Il quitte Morges et rejoint l’Alsace. Retrouve sa famille le samedi, effondrée, en attente du coup de téléphone qui leur annoncera la fin. L’appel ne vient pas. «Ma grand-maman s’est encore battue dix jours, jusqu’au lundi 23 mars, avec des hauts et des bas, seule.»
Chaque matin, en arrivant dans le service, un médecin les joint pour faire un point de la situation, toujours pareille: médiocre mais stable, une question d’heures avant le décès. «Finalement, on nous a accordé une visite d’une heure tous les deux jours, pour une seule personne. Le personnel soignant n’a d’ailleurs pas cessé de s’excuser, bouleversé qu’on traite ces malades comme des pestiférés.» Sa sœur y va. «Elle était vêtue comme un cosmonaute, on ne discernait que les yeux. Quand elle arrivait, ma grand-maman lui demandait: «C’est bien toi, Caroline?» A une seule occasion, une soignante permet un coup de téléphone, tend le bras en actionnant le haut-parleur. Pourquoi pas davantage? «Le personnel médical était débordé.» Lui, la mort dans l’âme, se résout à rentrer en Suisse. Ses cours l’appellent, il craint la fermeture des frontières.
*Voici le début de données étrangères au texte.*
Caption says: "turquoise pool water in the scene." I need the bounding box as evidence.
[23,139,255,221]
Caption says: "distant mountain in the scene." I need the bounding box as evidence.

Depuis, il écoute la radio, sans cesse. Découvre Mulhouse dans le New York Times et la presse internationale, en ville martyre, avec plus de 500 morts en quelques jours. «Je vois les tentes militaires, l’armée, je ne reconnais rien. Or l’Alsace est une région prospère, c’est ce que nous apprenons à l’école. C’est par exemple le seul endroit en France où la sécurité sociale n’est pas en déficit, les hôpitaux y sont nombreux et fonctionnent. C’est ce lieu-là qui est aujourd’hui totalement débordé, avec des malades qui doivent être transférés en Suisse, en Allemagne, au Luxembourg. Que va-t-il arriver quand le virus arrivera dans des endroits plus dépourvus? Ce sera terrible. On nous parle de simple crise, on fait comme si tout devait continuer comme avant. Pour moi, il s’agit d’une révolution.»
D’obsèques, personne ne leur en parle. Les crématoriums sont occupés jour et nuit. Il a appris que le corps de sa grand-mère serait traité à Strasbourg, à 150 kilomètres, il ne sait pas quand. Que l’urne ne leur serait pas rendue avant que le virus soit sous contrôle. Pas question de cérémonie. «Quel sens aura une réunion dans six mois, dans deux ans? Je ne sais pas comment nous allons continuer avec ce traumatisme, si nous allons entamer des thérapies. C’est dur pour nous tous. Nous avons l’impression que notre grand-mère a été abandonnée.»
Le soir, ils allument tous une bougie, pour elle. Et il fait un article dans le journal, pour elle.